Quizá la conozcas como una planta anual de fácil cuidado, con flores de vivos colores amarillos, naranjas y rojos, que crece con fuerza trepando por las vallas y en los jardines. Sin embargo, la capuchina mayor (Tropaeolum majus) es mucho más que un simple placer para la vista. En la herboristería y la medicina natural, esta planta originaria de Sudamérica se considera uno de los remedios naturales más eficaces.

Si alguna vez te has preguntado por qué las gotas de capuchina son uno de los complementos más vendidos en las farmacias, estás en el lugar adecuado. Veamos qué es lo que puede hacer este pequeño milagro.
El secreto de su fuerza
Cuando pruebes una hoja fresca o una flor de capuchina, te sorprenderá su sabor picante y ligeramente especiado, que recuerda notablemente al del rábano o al de la berro. Los isotiocianatos (esencias de mostaza) son los responsables de este sabor y, al mismo tiempo, de su enorme poder curativo.
La capuchina tiene unos efectos antibacterianos y antivirales tan potentes que es capaz de hacer frente a cepas de bacterias ante las que los antibióticos sintéticos habituales ya no surten efecto. La ventaja es que su consumo no destruye la microflora intestinal natural.
¿Para qué sirve la capuchina?
Este complemento natural es un auténtico todoterreno. Estas son las principales razones por las que no debería faltar en tu botiquín casero:
Un remedio para las vías urinarias: este es un ámbito en el que la capuchina destaca por encima de todo. Es extraordinariamente eficaz contra las inflamaciones de la vejiga y los riñones.
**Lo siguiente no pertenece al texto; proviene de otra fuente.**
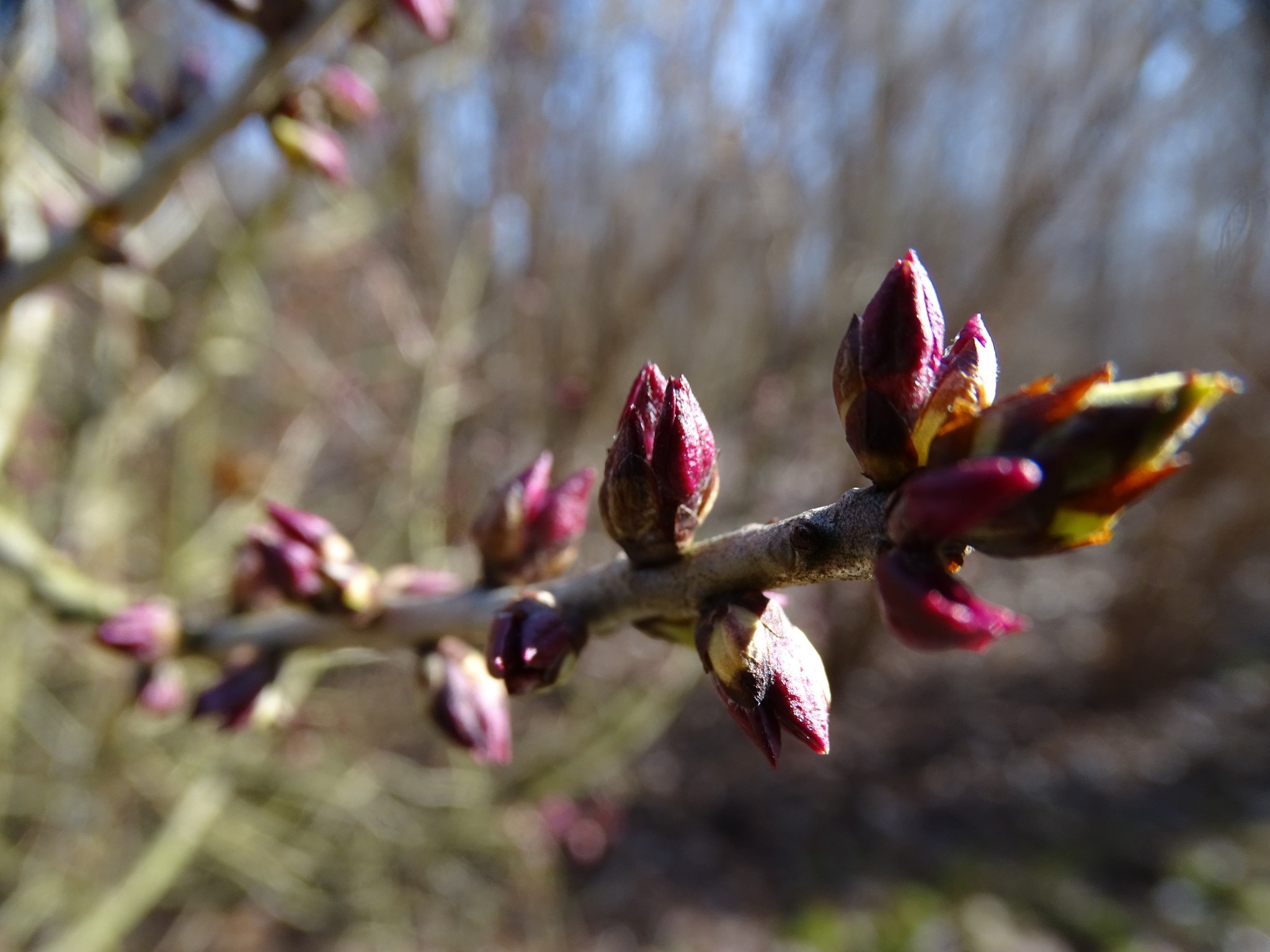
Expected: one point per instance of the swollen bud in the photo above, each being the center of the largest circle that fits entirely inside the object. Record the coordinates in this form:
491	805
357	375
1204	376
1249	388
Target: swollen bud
311	145
531	643
660	474
931	611
768	673
146	631
886	369
468	703
526	532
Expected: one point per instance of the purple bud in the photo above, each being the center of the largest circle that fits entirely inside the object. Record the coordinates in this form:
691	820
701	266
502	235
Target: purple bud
530	643
469	705
946	501
234	696
931	611
768	673
433	15
146	631
349	95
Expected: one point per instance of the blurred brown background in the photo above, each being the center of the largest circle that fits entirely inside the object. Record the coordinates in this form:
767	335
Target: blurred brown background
563	191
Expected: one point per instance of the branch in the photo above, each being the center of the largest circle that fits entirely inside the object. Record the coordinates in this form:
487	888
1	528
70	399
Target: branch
837	541
173	149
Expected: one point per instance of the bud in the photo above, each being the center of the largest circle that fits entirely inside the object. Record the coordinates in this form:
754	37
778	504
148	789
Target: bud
946	501
433	15
234	696
966	384
931	611
413	580
146	631
311	145
660	474
468	703
1100	444
530	644
766	672
526	534
349	95
886	369
161	687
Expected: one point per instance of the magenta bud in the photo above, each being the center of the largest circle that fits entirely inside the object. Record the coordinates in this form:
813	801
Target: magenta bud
146	631
162	689
886	369
311	145
435	17
946	501
234	696
530	644
768	672
468	703
349	95
931	611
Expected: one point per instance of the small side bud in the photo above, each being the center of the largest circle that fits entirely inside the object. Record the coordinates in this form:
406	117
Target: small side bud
531	644
311	145
931	611
468	703
766	672
146	631
349	95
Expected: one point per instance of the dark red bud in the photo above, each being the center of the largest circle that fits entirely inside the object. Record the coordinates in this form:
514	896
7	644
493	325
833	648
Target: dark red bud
146	631
931	611
946	501
530	643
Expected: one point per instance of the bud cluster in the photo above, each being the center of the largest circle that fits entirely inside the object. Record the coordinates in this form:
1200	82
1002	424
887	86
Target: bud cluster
768	673
527	532
660	475
1044	470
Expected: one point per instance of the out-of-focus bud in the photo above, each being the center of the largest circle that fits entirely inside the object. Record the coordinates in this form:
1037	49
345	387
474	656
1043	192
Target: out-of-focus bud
433	15
931	611
766	672
531	643
527	534
311	145
413	580
946	501
349	95
146	631
660	475
1100	444
162	689
468	702
886	369
966	384
234	696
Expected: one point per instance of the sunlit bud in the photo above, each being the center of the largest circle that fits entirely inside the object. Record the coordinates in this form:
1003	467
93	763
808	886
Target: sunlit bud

Es capaz de eliminar la bacteria Escherichia coli, así como los estafilococos y los estreptococos, que son los causantes más frecuentes de estas molestas infecciones.
Ayuda al sistema respiratorio: ¿Sufres de bronquitis, tos crónica o sinusitis? La capuchina ayuda a fluidificar la mucosidad, desinfecta las vías respiratorias y acelera el tratamiento de las enfermedades respiratorias.
Escudo inmunológico: Está literalmente repleta de vitamina C. Su consumo regular (sobre todo en épocas de gripe y resfriados) constituye una excelente medida preventiva.
Ayuda para los problemas de la piel y el cabello: Los extractos de capuchina se añaden a menudo a las lociones capilares, ya que estimulan la circulación sanguínea del cuero cabelludo, lo que previene la caída del cabello y favorece su crecimiento. De uso externo, también ayuda a tratar el acné y las pequeñas heridas.

A qué hay que prestar atención con las sudaderas con capucha
Aunque la capuchina es una maravilla de la naturaleza, no es apta para todo el mundo.
Estómago: Debido a los aceites esenciales de mostaza mencionados anteriormente, puede provocar irritación estomacal en personas sensibles (o en personas con úlceras gástricas). Por lo tanto, se recomienda tomarla después de las comidas.
Niños y mujeres embarazadas: Los complementos alimenticios y las tinturas (especialmente las que contienen alcohol) no son adecuados para niños menores de 3 años, ni para mujeres embarazadas o en periodo de lactancia. Siempre es mejor consultar con el médico.
Interacción con medicamentos: Si ya estás tomando antibióticos recetados, la capuchina puede potenciar su efecto. Es excelente como tratamiento complementario, pero en casos graves no debe sustituir la atención médica.
La capuchina mayor es una hermosa prueba de que la naturaleza no necesita laboratorios sofisticados para crear algo verdaderamente excepcional. A menudo nos ofrece sus mejores soluciones en su forma más sencilla y floreciente, justo ante nuestros ojos.
La próxima vez que pasees por un jardín en verano, quizá mires estas flores tan vistosas con otros ojos. La capuchina es una aliada fiable para la salud de las personas. Si notas un molesto picor en la garganta o en las vías urinarias, o simplemente sientes que tu sistema inmunitario está flaqueando, sabrás exactamente a dónde acudir para obtener una ayuda natural suave, pero extraordinariamente eficaz.